Monday, December 28, 2009

A Regulatory War

I've long been a critic of the way America has fought the war on terrorism since Bill Clinton was President because I don't think we've learned anything from the many terrorist attacks against America from the first strike against the World Trade Center to the recent attempted hijacking of a Northwest Airlines flight. It's almost like we don't take international terrorism seriously, as can be seen with Homeland Security Secretary Janet Napolitano's absurd statement about the prevented hijacking, "The system worked." Ms. Napolitano, if the system worked, why did it take two passengers to stop the terrorist?

It occurred to me today that we've been trying to fight the war on terrorism with legal remedies instead of actually fighting back. Let's say there's a terrorist attack where Silly String use was implied. Instead of trying to go after anyone who might use Silly String or something more dangerous, our response in recent years has been to attempt to regulate Silly String use by those who haven't ever used it for terrorist purposes. This hurts on two fronts. First, it unnecessarily burdens the law-abiding.
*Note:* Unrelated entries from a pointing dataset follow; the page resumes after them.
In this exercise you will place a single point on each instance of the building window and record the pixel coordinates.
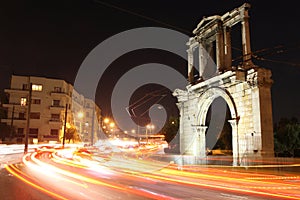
(25, 87)
(56, 103)
(20, 131)
(55, 117)
(23, 101)
(33, 132)
(35, 115)
(36, 87)
(54, 132)
(21, 115)
(57, 89)
(36, 101)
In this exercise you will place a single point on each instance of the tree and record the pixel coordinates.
(170, 129)
(5, 131)
(72, 134)
(287, 137)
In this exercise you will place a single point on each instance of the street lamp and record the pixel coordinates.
(112, 125)
(80, 117)
(150, 127)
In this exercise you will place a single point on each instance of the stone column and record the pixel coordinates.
(200, 143)
(227, 49)
(190, 64)
(202, 60)
(246, 39)
(235, 142)
(220, 48)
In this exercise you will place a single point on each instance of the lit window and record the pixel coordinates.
(36, 101)
(23, 101)
(35, 115)
(37, 87)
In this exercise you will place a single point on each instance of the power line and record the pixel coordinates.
(143, 16)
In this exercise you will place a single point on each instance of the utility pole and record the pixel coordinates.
(12, 122)
(93, 125)
(28, 119)
(65, 124)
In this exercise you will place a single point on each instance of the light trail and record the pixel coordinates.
(126, 174)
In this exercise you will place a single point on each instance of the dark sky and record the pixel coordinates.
(52, 37)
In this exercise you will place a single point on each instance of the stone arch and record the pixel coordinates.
(206, 99)
(204, 102)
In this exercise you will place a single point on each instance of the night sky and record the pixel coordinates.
(52, 37)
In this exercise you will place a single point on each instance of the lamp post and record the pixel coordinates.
(80, 117)
(150, 127)
(112, 126)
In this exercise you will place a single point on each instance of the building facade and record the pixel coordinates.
(51, 99)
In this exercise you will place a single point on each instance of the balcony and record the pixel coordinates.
(16, 90)
(59, 94)
(55, 121)
(57, 107)
(51, 137)
(8, 120)
(12, 104)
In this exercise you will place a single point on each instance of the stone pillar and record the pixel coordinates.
(247, 63)
(200, 143)
(190, 64)
(227, 49)
(202, 60)
(235, 142)
(220, 48)
(265, 82)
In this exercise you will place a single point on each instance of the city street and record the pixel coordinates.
(79, 174)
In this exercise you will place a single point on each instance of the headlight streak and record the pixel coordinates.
(245, 189)
(48, 172)
(26, 180)
(115, 186)
(238, 182)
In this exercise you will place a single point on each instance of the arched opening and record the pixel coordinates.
(218, 138)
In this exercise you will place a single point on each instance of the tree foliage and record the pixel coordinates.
(170, 129)
(72, 134)
(287, 136)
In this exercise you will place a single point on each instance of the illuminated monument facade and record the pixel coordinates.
(246, 89)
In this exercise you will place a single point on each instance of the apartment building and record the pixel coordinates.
(50, 100)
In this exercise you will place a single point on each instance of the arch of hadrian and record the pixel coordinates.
(246, 89)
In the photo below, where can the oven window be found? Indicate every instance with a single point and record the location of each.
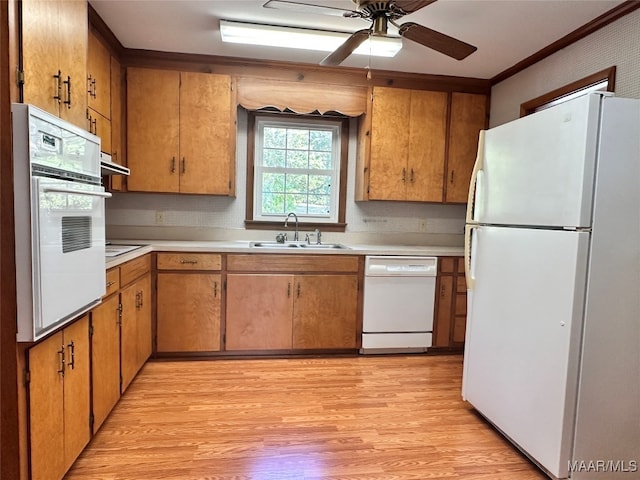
(76, 233)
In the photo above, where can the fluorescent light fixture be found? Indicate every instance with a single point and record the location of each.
(303, 38)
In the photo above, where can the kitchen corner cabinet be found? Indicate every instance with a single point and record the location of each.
(291, 302)
(135, 327)
(468, 116)
(181, 132)
(54, 57)
(451, 304)
(407, 156)
(59, 425)
(188, 302)
(105, 351)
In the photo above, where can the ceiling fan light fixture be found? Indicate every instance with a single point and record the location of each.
(303, 38)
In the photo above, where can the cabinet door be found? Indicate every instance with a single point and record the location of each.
(98, 76)
(427, 138)
(325, 311)
(128, 337)
(468, 117)
(76, 390)
(389, 143)
(153, 130)
(259, 312)
(105, 358)
(188, 312)
(144, 345)
(74, 30)
(40, 54)
(205, 133)
(46, 427)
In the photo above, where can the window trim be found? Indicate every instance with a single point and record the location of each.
(252, 224)
(608, 74)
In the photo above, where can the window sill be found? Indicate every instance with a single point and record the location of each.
(302, 226)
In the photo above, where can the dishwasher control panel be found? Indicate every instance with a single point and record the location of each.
(401, 266)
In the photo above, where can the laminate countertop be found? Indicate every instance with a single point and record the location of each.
(243, 246)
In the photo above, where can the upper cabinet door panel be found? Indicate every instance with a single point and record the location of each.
(153, 130)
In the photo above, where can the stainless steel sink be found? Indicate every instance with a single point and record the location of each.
(308, 246)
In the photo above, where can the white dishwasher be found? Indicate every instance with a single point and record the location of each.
(399, 296)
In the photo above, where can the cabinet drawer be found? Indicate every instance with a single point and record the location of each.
(134, 269)
(293, 263)
(113, 281)
(189, 261)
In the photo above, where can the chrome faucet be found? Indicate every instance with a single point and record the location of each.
(286, 222)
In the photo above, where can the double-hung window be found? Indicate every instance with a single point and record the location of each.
(297, 168)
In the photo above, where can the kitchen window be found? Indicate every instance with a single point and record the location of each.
(297, 163)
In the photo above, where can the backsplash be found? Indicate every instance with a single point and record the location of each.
(202, 217)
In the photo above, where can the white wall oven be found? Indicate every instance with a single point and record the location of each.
(59, 217)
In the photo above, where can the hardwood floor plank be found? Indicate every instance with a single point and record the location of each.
(355, 418)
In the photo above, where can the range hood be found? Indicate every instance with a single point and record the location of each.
(108, 167)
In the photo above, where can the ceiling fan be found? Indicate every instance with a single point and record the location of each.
(381, 14)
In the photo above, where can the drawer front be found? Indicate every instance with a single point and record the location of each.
(113, 281)
(293, 263)
(189, 261)
(134, 269)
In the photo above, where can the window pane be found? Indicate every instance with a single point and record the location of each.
(273, 183)
(297, 183)
(320, 160)
(274, 137)
(321, 141)
(274, 158)
(273, 203)
(320, 184)
(297, 159)
(297, 139)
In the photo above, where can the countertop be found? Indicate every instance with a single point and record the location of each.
(242, 246)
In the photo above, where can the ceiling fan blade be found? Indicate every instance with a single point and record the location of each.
(410, 6)
(343, 51)
(437, 41)
(310, 8)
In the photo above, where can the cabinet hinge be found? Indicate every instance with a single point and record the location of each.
(19, 77)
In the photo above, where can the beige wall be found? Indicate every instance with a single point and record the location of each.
(616, 44)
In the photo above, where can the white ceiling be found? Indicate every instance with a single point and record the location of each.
(505, 31)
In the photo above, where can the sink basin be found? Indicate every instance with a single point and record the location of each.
(308, 246)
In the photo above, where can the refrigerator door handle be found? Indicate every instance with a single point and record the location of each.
(471, 281)
(477, 167)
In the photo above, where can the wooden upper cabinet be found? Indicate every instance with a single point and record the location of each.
(408, 138)
(99, 77)
(180, 132)
(153, 104)
(54, 52)
(468, 117)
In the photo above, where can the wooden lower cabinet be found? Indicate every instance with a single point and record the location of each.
(59, 405)
(105, 358)
(188, 312)
(325, 311)
(451, 304)
(290, 310)
(135, 328)
(259, 312)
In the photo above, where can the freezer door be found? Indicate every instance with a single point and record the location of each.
(539, 170)
(523, 336)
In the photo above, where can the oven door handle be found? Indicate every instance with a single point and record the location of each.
(76, 192)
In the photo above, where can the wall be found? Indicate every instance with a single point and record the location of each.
(616, 44)
(199, 217)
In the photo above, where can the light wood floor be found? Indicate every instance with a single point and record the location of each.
(374, 418)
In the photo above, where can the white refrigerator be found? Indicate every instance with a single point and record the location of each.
(552, 353)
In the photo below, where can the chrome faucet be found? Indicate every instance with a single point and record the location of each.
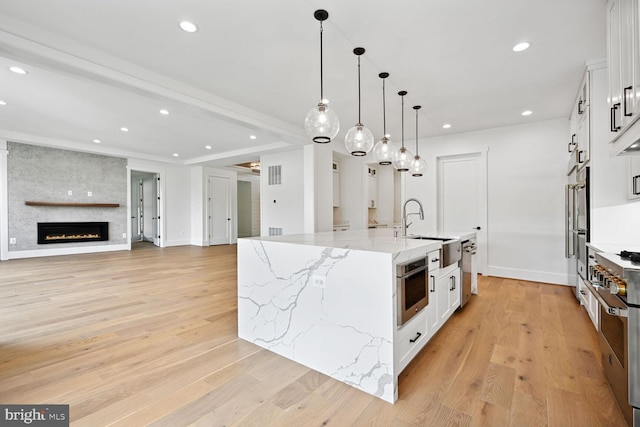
(404, 224)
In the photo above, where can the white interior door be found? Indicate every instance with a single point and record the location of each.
(462, 198)
(219, 207)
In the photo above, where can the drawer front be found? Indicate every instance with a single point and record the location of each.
(410, 339)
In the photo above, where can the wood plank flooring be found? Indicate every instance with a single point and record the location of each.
(149, 337)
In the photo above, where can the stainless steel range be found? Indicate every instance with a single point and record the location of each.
(616, 282)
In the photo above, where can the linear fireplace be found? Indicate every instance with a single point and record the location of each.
(67, 232)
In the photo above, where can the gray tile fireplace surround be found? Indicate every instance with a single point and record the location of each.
(48, 175)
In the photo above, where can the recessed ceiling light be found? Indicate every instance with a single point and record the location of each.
(17, 70)
(189, 27)
(521, 46)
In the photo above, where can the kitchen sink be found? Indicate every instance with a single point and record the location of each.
(451, 251)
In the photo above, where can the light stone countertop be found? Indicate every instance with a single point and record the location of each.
(372, 240)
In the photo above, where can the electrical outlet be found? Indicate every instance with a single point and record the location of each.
(319, 281)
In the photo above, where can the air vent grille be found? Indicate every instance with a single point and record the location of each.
(275, 175)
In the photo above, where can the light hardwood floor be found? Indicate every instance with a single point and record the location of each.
(149, 337)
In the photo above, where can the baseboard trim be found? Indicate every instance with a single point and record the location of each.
(36, 253)
(530, 275)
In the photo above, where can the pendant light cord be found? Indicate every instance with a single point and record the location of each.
(359, 102)
(321, 79)
(402, 127)
(384, 112)
(416, 132)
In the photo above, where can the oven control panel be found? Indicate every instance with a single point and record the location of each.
(606, 278)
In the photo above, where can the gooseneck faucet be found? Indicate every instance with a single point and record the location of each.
(404, 224)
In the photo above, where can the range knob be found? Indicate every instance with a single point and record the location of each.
(618, 286)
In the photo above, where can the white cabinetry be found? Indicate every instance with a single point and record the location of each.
(336, 185)
(410, 339)
(579, 142)
(623, 52)
(634, 177)
(372, 189)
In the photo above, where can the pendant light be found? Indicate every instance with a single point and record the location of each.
(321, 123)
(418, 164)
(359, 139)
(383, 150)
(402, 157)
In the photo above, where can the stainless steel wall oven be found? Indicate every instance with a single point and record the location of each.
(412, 279)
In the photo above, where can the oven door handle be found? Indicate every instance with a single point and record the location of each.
(613, 311)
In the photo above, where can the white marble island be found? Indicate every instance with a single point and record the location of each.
(327, 301)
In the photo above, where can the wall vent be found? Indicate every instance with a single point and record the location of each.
(275, 231)
(275, 175)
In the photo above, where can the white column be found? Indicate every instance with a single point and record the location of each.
(4, 202)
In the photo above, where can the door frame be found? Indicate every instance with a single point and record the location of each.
(230, 211)
(161, 226)
(483, 235)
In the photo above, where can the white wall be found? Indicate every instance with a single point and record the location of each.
(526, 178)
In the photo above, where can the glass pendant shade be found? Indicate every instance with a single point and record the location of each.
(359, 140)
(418, 166)
(383, 151)
(402, 159)
(322, 124)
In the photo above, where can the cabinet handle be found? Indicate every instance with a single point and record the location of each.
(614, 128)
(636, 190)
(624, 93)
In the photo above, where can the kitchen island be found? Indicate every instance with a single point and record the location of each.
(328, 301)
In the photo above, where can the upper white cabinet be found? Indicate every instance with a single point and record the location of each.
(623, 54)
(336, 185)
(580, 137)
(372, 193)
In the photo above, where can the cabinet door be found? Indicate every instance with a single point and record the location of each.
(614, 62)
(372, 192)
(583, 139)
(455, 289)
(433, 317)
(634, 177)
(442, 297)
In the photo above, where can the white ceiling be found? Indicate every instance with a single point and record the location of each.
(253, 68)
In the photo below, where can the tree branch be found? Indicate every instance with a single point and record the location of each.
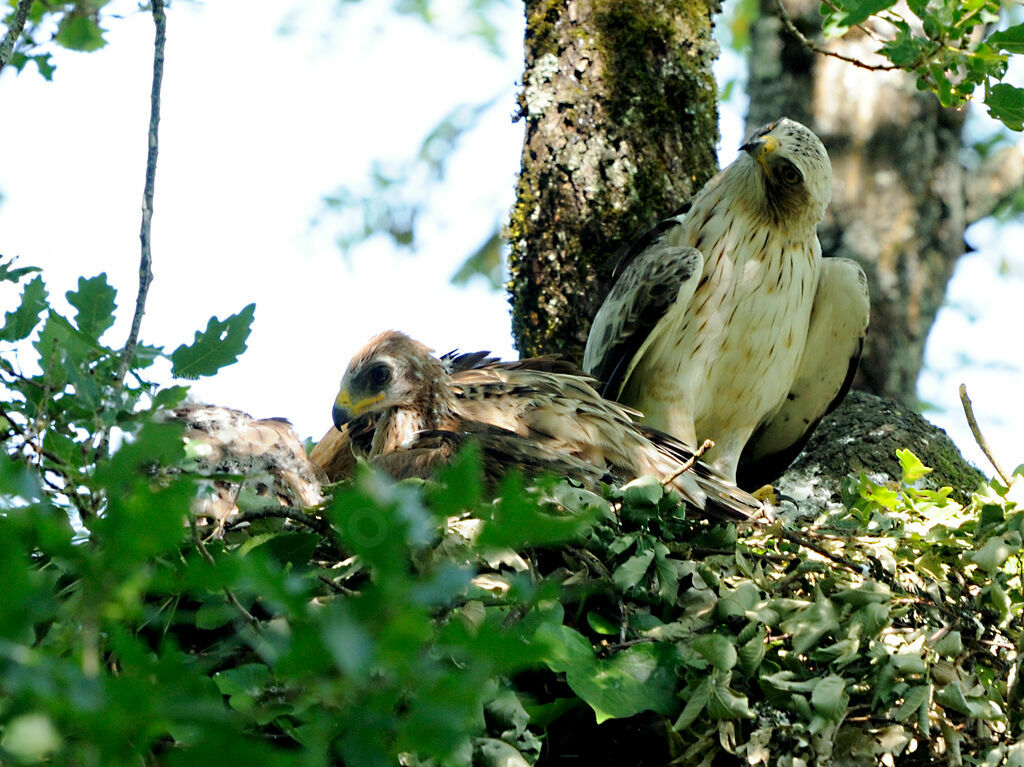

Second, it doesn't even address the real problem, that being the people who would use various objects to commit acts of terrorism.

If this approach sounds familiar to you, it should, especially if you're a gun owner. The Left has used this same approach to try to curtail gun crimes, and as we've seen, it hasn't worked out very well. Regardless of the volume of gun laws on the books already, gun control advocates think there aren't enough and propose more. More laws that will be ignored by the criminals and adhered by the law-abiding.

Maybe it's me, but I have yet to find evidence of a terrorist attack thwarted by the threat of prosecution under the law. Yet, that hasn't stopped the government from thinking it was only a matter of time before it happens. Personally, I'm not holding my breath waiting for it to happen, nor am I holding my breath waiting for our government to realize the insanity of treating terrorism like a legal matter.